Hätte Helmut Kohl sich nach der Wiedervereinigung nicht hingestellt und was von blühenden Landschaften gefaselt, sondern von einer großen und extrem schwierigen nationalen Aufgabe gesprochen, die viel Arbeit und Kraft erfordert und bei der jeder im Lande gebraucht wird, dann würden wir heute vermutlich anders da stehen. Die Leistungsfähigkeit und Leistungsbereitschaft war (und ist) da. Wer erinnert sich nicht an diese Aufbruchseuphorie der Jahre 1989/90? Die Menschen hatten damals die Motivation, was zu tun, was aufzubauen.
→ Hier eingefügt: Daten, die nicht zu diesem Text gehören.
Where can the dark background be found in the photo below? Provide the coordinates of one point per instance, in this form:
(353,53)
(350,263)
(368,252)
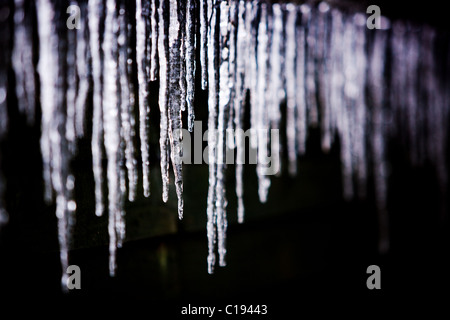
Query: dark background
(305,244)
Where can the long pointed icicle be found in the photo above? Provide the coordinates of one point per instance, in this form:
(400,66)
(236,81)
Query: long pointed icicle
(212,119)
(83,73)
(261,114)
(276,92)
(144,108)
(22,60)
(163,53)
(95,9)
(224,102)
(377,92)
(154,41)
(204,22)
(111,120)
(54,146)
(4,54)
(127,106)
(239,107)
(191,44)
(301,120)
(175,101)
(291,82)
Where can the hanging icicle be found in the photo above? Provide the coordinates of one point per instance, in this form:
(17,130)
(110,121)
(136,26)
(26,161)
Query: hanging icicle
(321,62)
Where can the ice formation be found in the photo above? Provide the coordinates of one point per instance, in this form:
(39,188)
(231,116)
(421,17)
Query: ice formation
(329,69)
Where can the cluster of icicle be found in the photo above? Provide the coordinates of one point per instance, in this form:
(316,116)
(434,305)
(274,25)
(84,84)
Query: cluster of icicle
(326,65)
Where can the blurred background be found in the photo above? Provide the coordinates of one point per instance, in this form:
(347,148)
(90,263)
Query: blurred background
(306,241)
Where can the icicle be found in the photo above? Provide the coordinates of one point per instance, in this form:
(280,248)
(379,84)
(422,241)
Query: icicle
(163,53)
(181,8)
(291,82)
(95,9)
(54,146)
(260,113)
(154,42)
(144,108)
(83,72)
(347,123)
(191,44)
(309,20)
(126,148)
(4,54)
(238,102)
(22,60)
(323,74)
(111,121)
(71,91)
(127,108)
(175,101)
(377,97)
(224,101)
(212,119)
(276,91)
(302,122)
(204,22)
(230,138)
(360,135)
(251,77)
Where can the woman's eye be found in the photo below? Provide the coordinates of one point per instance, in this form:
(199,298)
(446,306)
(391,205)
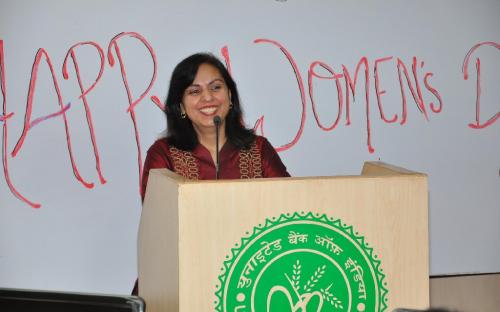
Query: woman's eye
(216,87)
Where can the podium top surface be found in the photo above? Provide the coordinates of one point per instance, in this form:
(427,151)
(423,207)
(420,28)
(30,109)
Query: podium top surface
(370,169)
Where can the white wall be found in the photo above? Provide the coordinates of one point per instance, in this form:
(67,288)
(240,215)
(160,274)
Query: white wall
(84,239)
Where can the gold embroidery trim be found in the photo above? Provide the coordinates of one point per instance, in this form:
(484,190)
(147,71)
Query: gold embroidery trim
(250,163)
(184,163)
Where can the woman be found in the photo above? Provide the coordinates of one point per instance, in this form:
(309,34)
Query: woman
(200,89)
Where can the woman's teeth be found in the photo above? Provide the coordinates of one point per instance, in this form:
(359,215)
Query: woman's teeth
(208,110)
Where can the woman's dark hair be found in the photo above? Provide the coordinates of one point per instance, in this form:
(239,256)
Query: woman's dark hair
(180,131)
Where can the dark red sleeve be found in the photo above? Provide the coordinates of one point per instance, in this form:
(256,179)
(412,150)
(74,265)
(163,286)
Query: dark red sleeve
(156,158)
(272,166)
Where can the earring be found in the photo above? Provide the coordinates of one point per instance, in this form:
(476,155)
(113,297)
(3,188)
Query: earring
(183,113)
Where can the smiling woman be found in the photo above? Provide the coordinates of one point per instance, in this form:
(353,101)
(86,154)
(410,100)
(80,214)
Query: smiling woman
(200,89)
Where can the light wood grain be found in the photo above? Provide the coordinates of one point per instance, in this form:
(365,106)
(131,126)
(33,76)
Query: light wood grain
(388,209)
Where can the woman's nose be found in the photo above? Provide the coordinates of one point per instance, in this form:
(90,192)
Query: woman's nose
(207,95)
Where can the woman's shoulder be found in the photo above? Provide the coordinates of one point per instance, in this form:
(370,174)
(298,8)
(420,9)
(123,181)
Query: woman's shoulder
(159,145)
(261,141)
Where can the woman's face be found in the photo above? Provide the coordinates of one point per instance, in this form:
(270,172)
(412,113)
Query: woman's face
(206,97)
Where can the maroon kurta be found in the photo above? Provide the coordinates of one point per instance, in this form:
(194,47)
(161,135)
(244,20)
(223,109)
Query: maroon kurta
(260,161)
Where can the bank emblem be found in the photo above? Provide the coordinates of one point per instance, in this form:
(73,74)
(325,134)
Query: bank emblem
(302,262)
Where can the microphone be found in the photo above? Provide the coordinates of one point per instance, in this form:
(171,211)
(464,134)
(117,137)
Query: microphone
(217,122)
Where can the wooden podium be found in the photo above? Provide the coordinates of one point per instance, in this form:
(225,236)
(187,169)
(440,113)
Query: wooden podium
(356,243)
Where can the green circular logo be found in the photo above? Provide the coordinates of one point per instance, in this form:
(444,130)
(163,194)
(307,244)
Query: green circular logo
(302,262)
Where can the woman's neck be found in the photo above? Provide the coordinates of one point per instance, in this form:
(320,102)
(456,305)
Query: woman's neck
(207,138)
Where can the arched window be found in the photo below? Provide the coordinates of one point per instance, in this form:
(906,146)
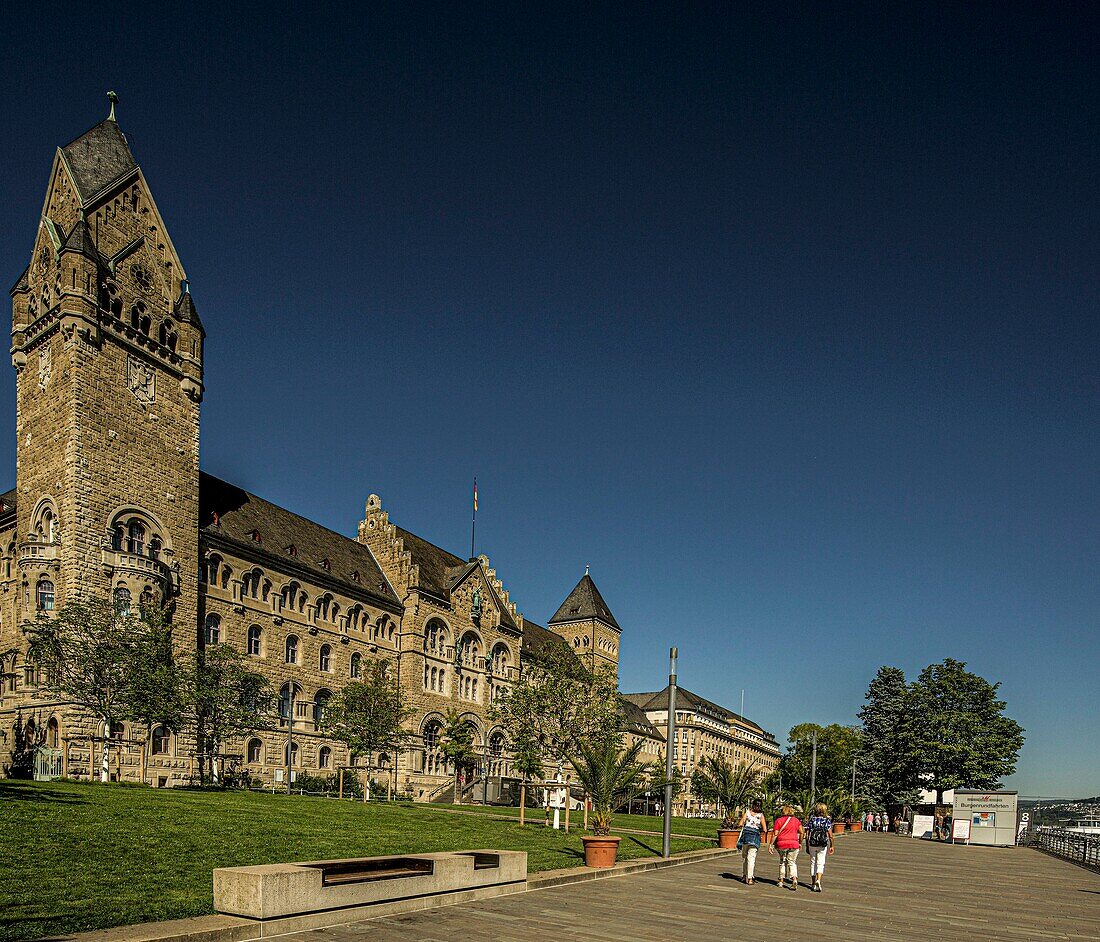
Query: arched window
(135,538)
(496,753)
(288,697)
(289,593)
(435,638)
(431,734)
(250,584)
(123,601)
(470,649)
(320,701)
(45,595)
(499,659)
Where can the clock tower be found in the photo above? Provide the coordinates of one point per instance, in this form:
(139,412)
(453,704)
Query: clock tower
(107,347)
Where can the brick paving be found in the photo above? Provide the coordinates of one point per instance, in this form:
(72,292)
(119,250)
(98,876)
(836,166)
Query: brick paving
(878,887)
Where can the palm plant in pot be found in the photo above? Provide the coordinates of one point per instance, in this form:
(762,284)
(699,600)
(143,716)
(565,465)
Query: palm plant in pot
(612,776)
(717,780)
(839,804)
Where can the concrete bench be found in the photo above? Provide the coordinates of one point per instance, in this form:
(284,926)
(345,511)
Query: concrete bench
(288,897)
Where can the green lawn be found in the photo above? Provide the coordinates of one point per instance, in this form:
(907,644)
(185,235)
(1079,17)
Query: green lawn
(703,827)
(78,856)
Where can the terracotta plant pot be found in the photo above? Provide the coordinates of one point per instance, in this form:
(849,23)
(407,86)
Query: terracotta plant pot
(727,836)
(600,852)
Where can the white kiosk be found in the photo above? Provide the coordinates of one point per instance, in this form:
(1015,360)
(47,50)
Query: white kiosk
(991,815)
(557,795)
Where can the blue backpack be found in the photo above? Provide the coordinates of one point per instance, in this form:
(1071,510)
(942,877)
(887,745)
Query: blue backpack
(818,832)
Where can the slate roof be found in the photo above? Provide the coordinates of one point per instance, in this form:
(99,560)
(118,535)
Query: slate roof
(584,602)
(684,697)
(440,571)
(537,638)
(22,283)
(241,513)
(79,240)
(8,507)
(186,313)
(99,157)
(637,721)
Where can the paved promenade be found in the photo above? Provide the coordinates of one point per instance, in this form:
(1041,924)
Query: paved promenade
(878,887)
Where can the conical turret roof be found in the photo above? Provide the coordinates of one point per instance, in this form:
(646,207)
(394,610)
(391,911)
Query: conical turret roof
(584,602)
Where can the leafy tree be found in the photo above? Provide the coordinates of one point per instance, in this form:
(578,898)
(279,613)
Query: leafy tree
(881,773)
(369,715)
(954,732)
(116,665)
(457,744)
(558,702)
(228,698)
(612,777)
(527,759)
(716,779)
(836,748)
(160,682)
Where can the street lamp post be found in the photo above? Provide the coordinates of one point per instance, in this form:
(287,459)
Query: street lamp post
(671,727)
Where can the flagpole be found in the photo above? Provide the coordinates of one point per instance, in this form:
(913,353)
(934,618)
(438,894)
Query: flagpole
(473,523)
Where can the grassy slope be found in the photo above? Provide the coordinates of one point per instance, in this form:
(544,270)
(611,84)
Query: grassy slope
(89,856)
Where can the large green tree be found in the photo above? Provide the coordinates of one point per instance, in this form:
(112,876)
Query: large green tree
(559,702)
(836,748)
(228,698)
(114,664)
(882,773)
(457,744)
(369,716)
(954,732)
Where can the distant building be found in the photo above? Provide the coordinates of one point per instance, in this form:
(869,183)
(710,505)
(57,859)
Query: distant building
(705,729)
(108,349)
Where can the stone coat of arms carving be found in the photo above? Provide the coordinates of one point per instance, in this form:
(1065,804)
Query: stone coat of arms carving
(45,367)
(141,379)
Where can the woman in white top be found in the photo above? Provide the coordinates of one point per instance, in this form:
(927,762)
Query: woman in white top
(754,825)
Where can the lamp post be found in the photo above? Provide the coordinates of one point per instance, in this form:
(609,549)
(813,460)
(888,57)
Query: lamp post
(813,770)
(671,726)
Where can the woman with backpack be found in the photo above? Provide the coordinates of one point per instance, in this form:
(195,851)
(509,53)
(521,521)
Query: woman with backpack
(789,833)
(818,844)
(752,825)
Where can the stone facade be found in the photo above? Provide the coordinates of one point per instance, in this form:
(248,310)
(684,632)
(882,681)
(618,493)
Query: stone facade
(704,729)
(108,348)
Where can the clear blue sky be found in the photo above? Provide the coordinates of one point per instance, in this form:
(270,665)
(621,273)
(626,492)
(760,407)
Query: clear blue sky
(783,318)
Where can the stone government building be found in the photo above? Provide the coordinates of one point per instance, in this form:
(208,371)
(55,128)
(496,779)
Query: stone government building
(108,348)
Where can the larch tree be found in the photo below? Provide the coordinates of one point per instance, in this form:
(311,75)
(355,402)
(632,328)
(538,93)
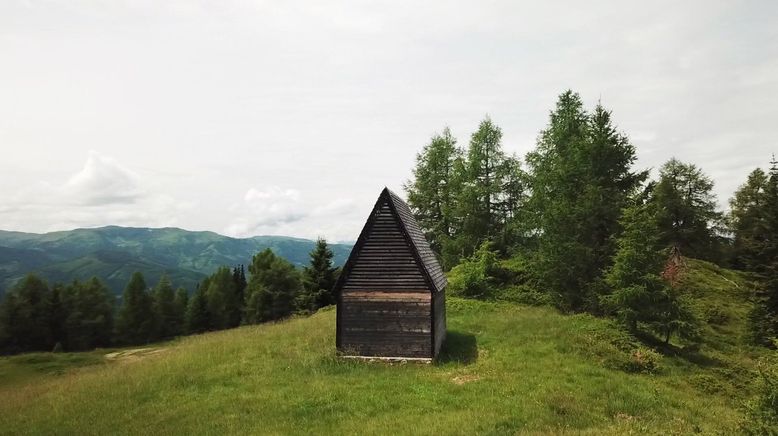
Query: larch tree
(686,208)
(432,192)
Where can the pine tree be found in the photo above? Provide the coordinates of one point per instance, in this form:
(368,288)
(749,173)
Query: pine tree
(164,308)
(580,179)
(136,323)
(318,278)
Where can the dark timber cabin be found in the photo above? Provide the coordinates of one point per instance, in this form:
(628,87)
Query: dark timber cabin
(391,293)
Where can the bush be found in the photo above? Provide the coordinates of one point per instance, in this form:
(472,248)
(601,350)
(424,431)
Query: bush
(761,417)
(716,316)
(474,276)
(525,294)
(643,360)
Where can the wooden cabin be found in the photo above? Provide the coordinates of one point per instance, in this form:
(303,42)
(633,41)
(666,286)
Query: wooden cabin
(391,294)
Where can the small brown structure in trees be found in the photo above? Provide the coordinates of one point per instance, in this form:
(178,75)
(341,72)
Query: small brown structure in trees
(391,293)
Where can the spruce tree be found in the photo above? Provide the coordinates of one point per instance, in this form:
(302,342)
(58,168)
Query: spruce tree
(136,323)
(57,315)
(224,308)
(180,304)
(433,190)
(318,278)
(89,322)
(24,316)
(764,318)
(747,220)
(580,177)
(274,287)
(164,308)
(686,208)
(197,317)
(640,295)
(479,200)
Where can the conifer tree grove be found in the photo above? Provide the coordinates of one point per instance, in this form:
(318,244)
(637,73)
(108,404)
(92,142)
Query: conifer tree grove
(136,323)
(319,278)
(164,308)
(580,178)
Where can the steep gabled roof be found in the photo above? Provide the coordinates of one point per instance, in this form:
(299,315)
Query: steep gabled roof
(420,248)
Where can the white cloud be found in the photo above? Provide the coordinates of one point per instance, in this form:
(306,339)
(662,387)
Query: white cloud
(103,181)
(285,211)
(102,193)
(197,101)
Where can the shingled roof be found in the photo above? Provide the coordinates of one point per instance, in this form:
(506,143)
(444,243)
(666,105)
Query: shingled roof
(413,235)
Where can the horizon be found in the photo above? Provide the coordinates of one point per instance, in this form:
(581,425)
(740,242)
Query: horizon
(247,118)
(346,242)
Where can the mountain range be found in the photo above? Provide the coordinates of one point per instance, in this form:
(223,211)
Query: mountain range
(113,253)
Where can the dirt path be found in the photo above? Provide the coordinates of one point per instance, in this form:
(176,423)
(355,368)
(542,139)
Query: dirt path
(133,355)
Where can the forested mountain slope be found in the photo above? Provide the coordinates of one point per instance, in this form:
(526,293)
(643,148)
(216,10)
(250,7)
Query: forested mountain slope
(114,253)
(506,368)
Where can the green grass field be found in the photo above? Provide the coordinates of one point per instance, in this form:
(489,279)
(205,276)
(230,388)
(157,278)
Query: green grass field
(506,369)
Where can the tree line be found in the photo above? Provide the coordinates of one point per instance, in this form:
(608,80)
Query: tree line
(82,315)
(580,227)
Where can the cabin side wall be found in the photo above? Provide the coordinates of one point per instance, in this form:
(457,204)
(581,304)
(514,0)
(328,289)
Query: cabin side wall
(385,304)
(439,319)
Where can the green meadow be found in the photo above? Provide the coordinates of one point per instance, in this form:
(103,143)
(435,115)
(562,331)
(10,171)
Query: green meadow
(505,369)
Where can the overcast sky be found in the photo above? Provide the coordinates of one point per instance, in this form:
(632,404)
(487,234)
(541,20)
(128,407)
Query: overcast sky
(285,117)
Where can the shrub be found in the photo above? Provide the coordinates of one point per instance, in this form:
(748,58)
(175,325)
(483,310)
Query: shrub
(525,294)
(643,360)
(761,415)
(716,315)
(474,277)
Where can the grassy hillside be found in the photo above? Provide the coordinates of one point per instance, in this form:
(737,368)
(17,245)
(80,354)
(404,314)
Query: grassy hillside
(114,253)
(505,369)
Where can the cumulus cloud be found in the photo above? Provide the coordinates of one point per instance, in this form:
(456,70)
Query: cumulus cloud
(103,181)
(103,192)
(286,211)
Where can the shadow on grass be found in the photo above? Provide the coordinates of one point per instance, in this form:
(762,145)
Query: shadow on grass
(459,347)
(690,353)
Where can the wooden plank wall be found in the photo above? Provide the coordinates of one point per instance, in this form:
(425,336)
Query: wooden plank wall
(385,302)
(439,311)
(386,324)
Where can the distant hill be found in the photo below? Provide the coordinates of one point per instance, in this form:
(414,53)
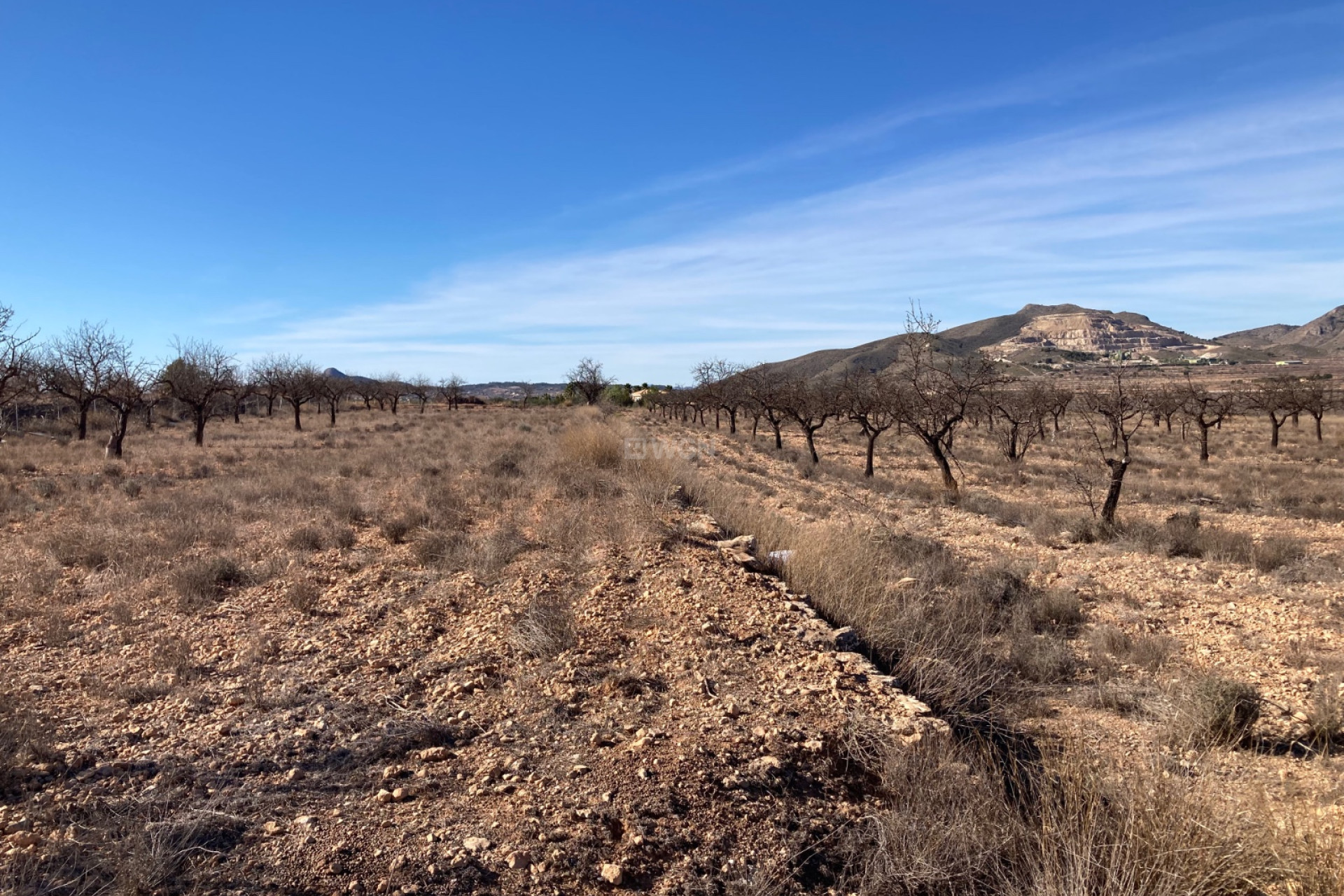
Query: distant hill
(511,390)
(1034,333)
(1259,337)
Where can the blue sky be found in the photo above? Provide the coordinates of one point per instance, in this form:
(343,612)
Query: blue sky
(500,188)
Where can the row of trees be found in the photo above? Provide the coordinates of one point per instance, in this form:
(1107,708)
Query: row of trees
(90,365)
(930,396)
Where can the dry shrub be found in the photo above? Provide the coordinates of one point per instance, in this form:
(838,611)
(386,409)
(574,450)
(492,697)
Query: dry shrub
(80,547)
(495,550)
(1043,659)
(1211,711)
(302,596)
(1277,551)
(590,445)
(22,734)
(206,580)
(546,628)
(1326,719)
(438,548)
(942,830)
(1147,652)
(1135,832)
(307,538)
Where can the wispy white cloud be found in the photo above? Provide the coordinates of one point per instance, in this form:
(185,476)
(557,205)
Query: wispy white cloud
(1209,219)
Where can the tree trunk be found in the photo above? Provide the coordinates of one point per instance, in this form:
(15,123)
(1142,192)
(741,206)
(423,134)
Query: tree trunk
(1117,480)
(949,481)
(118,433)
(812,445)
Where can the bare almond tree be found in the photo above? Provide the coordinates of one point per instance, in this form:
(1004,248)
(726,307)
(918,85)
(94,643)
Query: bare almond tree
(809,403)
(589,381)
(268,379)
(125,390)
(334,390)
(1113,414)
(452,391)
(197,378)
(940,388)
(764,391)
(1206,409)
(302,383)
(17,363)
(874,400)
(1021,410)
(390,390)
(421,388)
(77,365)
(1317,398)
(718,384)
(1277,398)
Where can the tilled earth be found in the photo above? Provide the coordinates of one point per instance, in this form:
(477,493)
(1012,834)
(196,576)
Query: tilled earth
(403,736)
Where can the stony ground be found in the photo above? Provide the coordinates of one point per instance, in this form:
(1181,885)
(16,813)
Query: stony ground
(1281,630)
(660,719)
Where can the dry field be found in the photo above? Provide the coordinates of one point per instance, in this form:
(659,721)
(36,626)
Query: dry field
(483,652)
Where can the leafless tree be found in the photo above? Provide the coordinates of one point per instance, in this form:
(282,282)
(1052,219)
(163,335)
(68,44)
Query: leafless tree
(77,365)
(268,379)
(874,400)
(125,390)
(809,403)
(17,365)
(197,378)
(764,390)
(589,381)
(1206,409)
(334,390)
(390,388)
(940,388)
(1021,410)
(1317,398)
(1113,414)
(302,384)
(720,387)
(1164,402)
(1277,398)
(452,391)
(421,388)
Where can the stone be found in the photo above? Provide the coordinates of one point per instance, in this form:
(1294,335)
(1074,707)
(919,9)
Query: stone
(706,527)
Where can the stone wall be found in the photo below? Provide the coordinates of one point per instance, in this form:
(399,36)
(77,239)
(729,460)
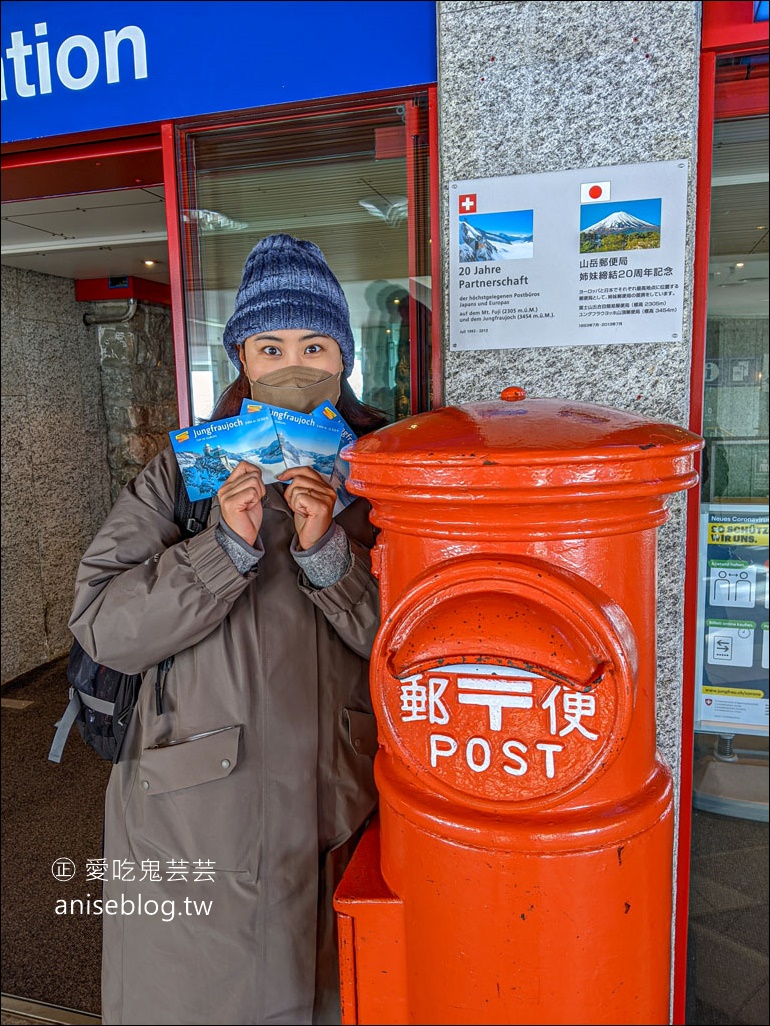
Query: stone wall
(83,408)
(54,476)
(138,386)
Und vermutlich wären sie auch zu einem Verzicht bereit gewesen, der deutlich über den monatlichen Soli-Beitrag hinaus ging. Nur - unsere Führungsebene war schlicht zu blöd, diese Motivation abzurufen.
Warum ging diese Motivation verloren?
Weil man die Menschen nicht wichtig nimmt. Weil die Führungselite des Landes alles andere als glaubwürdig ist. Weil es keine Visionäre gibt, die die Menschen mitreißen können. Weil Politiker wie Top-Manager ihren Leuten die Sinn-Frage nicht beantworten können. Weil die Identifikation der Menschen mit dem, was sie tun oder wovon sie ein Teil sind, nicht mehr vorhanden ist.
Es ist daher egal, was sich Manager oder Politiker ausdenken oder welche Rahmenbedingungen (Löhne, Arbeitszeit, Steuern, Sozialabgaben) sie stellen. An der Demotivation der Leute wird das nichts ändern.